The spectacular achievements of the PAP in providing cheap housing flats for a large number of the population were also, as George points out, a means of providing the government the means of destroying the slums which had been breeding grounds of political dissatisfaction. In this regard George cites an Economist report on a British businessman who was quoted as saying that the Toa Payoh (one of Singapore's biggest housing estates) was '1984 in concrete steel'.

Perhaps the most revealing chapter of the politics of Singapore is the one titled 'Strategy for Repression'. The author asserts that 'the rapidity of Singapore's apparent progress was matched equally by parallel developments in the political organisation of society' and Singapore was soon to become one of the most shining examples of 'capitalist totalitarianism' as opposed to communist totalitarianism. There was a time when Lee was the champion of the students in London, a nationalist, a champion of the workers rights, an advocate of popular causes etc. Things changed drastically however when Lee came into power.
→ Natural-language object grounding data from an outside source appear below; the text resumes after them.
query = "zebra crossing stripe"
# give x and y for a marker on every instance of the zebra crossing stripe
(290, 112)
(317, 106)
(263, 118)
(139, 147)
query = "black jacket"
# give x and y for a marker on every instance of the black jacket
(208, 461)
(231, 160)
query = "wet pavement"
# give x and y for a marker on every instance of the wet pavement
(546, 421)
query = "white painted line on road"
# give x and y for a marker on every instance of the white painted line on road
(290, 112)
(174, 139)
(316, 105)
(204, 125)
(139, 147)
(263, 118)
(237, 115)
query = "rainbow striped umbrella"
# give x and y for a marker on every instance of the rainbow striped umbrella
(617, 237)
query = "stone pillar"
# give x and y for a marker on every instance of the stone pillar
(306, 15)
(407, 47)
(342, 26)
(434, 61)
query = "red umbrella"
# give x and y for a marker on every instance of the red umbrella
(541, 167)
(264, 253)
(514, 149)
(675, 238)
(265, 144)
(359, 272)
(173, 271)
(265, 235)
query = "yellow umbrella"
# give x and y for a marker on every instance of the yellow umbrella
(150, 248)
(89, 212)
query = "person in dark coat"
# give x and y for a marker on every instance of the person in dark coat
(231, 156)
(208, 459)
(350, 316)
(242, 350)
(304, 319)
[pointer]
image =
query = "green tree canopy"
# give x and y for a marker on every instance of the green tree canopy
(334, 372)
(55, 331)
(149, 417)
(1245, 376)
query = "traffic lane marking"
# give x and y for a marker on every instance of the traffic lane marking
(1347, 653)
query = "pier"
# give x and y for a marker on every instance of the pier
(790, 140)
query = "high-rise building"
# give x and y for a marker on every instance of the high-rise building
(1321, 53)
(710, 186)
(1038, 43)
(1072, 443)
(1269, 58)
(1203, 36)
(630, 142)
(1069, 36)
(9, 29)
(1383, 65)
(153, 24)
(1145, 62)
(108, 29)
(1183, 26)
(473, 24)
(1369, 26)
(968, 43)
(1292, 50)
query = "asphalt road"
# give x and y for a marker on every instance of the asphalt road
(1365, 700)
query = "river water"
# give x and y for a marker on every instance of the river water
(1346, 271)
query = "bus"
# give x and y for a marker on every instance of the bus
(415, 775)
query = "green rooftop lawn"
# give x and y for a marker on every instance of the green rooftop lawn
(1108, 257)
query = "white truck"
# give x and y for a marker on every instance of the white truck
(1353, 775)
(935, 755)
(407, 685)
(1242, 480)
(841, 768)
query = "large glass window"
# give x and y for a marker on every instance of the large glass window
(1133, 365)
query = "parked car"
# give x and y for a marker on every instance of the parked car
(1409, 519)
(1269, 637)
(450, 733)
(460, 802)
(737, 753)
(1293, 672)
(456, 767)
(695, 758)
Some extracts from his speeches may prove particularly illuminating:

Speaking in London in 1 962, 'At a time when you want harder work with less return and more capital investment, one man one vote produces just the opposite.'

'Government to be effective must at least give the impression of enduring, and a government which is open to the vagaries of the ballot box when the people who put their crosses in the ballot boxes are not illiterate but semi-literate, which is worse, is a government which is already weakened before it starts to govern.... If I were in authority in Singapore indefinitely without having to ask those who are being governed whether they like what is being done, then I have not the slightest doubt that I could govern much more effectively in their own interests. This is a fact which the educated understand but we are all caught up in this system which the British export ail over the place hoping that somewhere it will take root.'

And perhaps, even more startling, 'We have over a hundred political detainees, men against whom we are unable to place even an iota of evidence,' but as George cites, Lee claimed their detention was necessary to maintain normal standards of society.